E-mail and Twitter are all very well, but nothing beats the joy of receiving an old-fashioned handwritten letter. Jerry Langton asks what we can do to revive this dying art. I really hate to disagree with William Shakespeare. But when the Immortal Bard wrote the words "brevity is the soul of wit," he had never dealt with Twitter. And he most certainly didn't have to put up with the 17th-century equivalent of a tweet such as the one I recently received (the names have been changed to protect the innocent):
"It's a boy! William Joseph was born @ 931 am wghs 7 lb 15 oz healthy looks just like dad except for blu eyes & dimples, mom doing fine." Don't get me wrong. I'm not against Twitter (or Shakespeare). I use Twitter, Facebook and LinkedIn with stunning frequency. And I suppose what I received from Nick and Erin (William Joseph's parents) was no worse than the traditional notice in the announcements column of a newspaper, though it did feel kind of cold and impersonal.
But Erin made it all better. About a week after the birth, I received the most unexpected thing - a personal letter, my first in years. In two handwritten pages, Erin used her abundant wit and depth to describe the birth, introduce me to her son and thank me for my recommendations when it came to paediatricians and pushchairs. It was perhaps only 500 words (significantly more than the 140 characters Twitter allows or the 420 on Facebook), but it was one of the nicer gifts I have received. Despite how busy she was as a new mother, Erin had found the time to find a pen and some paper, write the letter, stick it in an envelope, lick and affix a stamp and put it in a postbox. It was really touching.
And increasingly rare. No major postal services keep hard statistics on personal mail as opposed to business mail, because it's hard to determine which is which. But, look at it this way: 10 years ago, the United States Postal Service delivered three billion postcards with stamps on them (presumably placed there by humans) and 2.3 billion presorted postcards (those handled by machines). In 2008, stamped postcards had fallen to 1.8 billion, while presorted had risen to 3.6 billion.

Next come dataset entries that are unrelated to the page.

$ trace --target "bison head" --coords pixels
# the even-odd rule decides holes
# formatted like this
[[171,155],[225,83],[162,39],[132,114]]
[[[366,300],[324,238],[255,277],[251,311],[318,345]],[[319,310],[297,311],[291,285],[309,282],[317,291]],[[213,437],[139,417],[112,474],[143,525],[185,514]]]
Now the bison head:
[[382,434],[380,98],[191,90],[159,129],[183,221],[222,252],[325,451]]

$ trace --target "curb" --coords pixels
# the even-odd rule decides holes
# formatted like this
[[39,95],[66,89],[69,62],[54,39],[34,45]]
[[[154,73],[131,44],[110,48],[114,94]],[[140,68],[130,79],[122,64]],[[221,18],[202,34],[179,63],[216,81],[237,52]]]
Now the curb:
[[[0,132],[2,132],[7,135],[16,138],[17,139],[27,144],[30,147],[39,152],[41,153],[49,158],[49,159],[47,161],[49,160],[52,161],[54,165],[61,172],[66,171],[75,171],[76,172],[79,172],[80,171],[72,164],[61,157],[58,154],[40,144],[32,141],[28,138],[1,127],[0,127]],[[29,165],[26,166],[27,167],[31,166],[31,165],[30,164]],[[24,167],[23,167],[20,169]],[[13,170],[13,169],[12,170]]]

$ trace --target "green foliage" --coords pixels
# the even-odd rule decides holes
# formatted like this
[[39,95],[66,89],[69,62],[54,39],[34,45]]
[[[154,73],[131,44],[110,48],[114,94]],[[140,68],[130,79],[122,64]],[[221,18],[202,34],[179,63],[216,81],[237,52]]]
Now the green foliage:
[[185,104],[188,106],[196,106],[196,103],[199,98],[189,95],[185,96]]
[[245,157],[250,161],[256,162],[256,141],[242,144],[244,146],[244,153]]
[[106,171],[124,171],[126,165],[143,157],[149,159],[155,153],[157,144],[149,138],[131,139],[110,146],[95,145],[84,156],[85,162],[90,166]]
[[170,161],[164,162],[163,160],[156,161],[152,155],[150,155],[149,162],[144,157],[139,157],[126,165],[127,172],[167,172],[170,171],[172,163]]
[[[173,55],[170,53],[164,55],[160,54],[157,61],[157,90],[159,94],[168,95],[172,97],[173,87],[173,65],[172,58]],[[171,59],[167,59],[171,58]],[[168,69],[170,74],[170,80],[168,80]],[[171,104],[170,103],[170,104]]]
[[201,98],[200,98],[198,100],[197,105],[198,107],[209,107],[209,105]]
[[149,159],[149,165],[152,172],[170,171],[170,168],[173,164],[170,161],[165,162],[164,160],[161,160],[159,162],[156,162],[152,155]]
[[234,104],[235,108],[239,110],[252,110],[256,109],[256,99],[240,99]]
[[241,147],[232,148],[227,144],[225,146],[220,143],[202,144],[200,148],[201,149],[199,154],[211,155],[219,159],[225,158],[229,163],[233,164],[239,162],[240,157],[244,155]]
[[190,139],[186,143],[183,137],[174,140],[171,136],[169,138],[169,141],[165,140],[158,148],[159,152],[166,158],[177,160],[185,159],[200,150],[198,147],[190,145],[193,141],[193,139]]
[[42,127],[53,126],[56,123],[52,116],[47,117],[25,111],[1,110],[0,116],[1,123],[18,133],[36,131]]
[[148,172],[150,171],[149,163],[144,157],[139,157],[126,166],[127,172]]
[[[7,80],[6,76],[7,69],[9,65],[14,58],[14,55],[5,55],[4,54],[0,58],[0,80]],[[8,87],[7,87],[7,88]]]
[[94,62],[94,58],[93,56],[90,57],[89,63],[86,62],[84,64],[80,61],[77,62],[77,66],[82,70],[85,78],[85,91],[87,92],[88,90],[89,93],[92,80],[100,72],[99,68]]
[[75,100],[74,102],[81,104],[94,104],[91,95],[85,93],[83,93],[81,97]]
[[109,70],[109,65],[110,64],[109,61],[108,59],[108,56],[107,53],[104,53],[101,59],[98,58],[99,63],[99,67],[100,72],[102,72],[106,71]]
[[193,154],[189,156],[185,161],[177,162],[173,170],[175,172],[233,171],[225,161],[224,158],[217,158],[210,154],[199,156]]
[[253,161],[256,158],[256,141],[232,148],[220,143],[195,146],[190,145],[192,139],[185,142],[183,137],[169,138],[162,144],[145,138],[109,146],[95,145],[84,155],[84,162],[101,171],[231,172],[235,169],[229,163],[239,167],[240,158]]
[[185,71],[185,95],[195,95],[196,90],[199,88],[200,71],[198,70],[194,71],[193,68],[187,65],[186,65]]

So why aren't people writing to each other any more? Charles Apple, an American design consultant and instructor currently working in South Africa, has a theory. "E-mail is a lot quicker, of course," he said. "And, naturally, there's the free factor; e-mail doesn't cost you anything - on top of what you're already paying your ISP, that is." But writing a letter is not really all that time-consuming, and it's not that expensive. It costs just Dh3 to Dh6 to post a letter overseas, depending on the weight, and it normally arrives in a week or so.
But even people such as Charles Apple - who regularly uses social networking sites and is so tech-forward that he's been blogging for about eight years - appreciate "real mail" more than its electronic counterpart. "Most of all, though, I'm probably just old fashioned. The more I use e-mail and Facebook messages, the more I also like to deal with the good ol' hard copy," he says. "It's as if paper restores some kind of cosmic balance to the karma of modern communication."
He also points out that people take a lot more care in what they write on paper. "A lot of e-mailers use shorthand or sentence fragments to the point where their message can be difficult to understand. And text messages, I really hate the abbreviated way the SMS freaks talk. As long as you can 'get' it, it's not a problem, but receiving a text message that I need help to translate just makes me angry. So it's not so much the written word on paper that I prefer, it's language used by someone who can articulate herself."
But he admits he gets few letters these days, despite having friends and family all over the world. And most of them come from his mother, a postmaster. "We have to correspond via mail," he says. "She won't use e-mail - despite the fact that I'm 13,000 kilometres away." So if snail mail is cheap, easy and people appreciate it, why don't people write more often? It's probably a form of writer's block. Think about it. Writing 140 or 420 characters that will be forgotten right away poses little threat. But writing lots of words down on paper that will be kept - especially now that people receive so few letters and prize them so much - can be intimidating.
But you probably shouldn't be too self-conscious. Kurt Vonnegut once advised any blocked writer to tell himself or herself that they were writing to just one person - with a letter you're usually already doing that. And the Pulitzer Prize-winning novelist Anna Quindlin said: "People have writer's block not because they can't write, but because they despair of writing eloquently." Don't worry about not being eloquent. That's not what people are looking for in a letter. Instead, give your family and friends something truly personal and unique. Just sit down, grab a pen and write them a letter.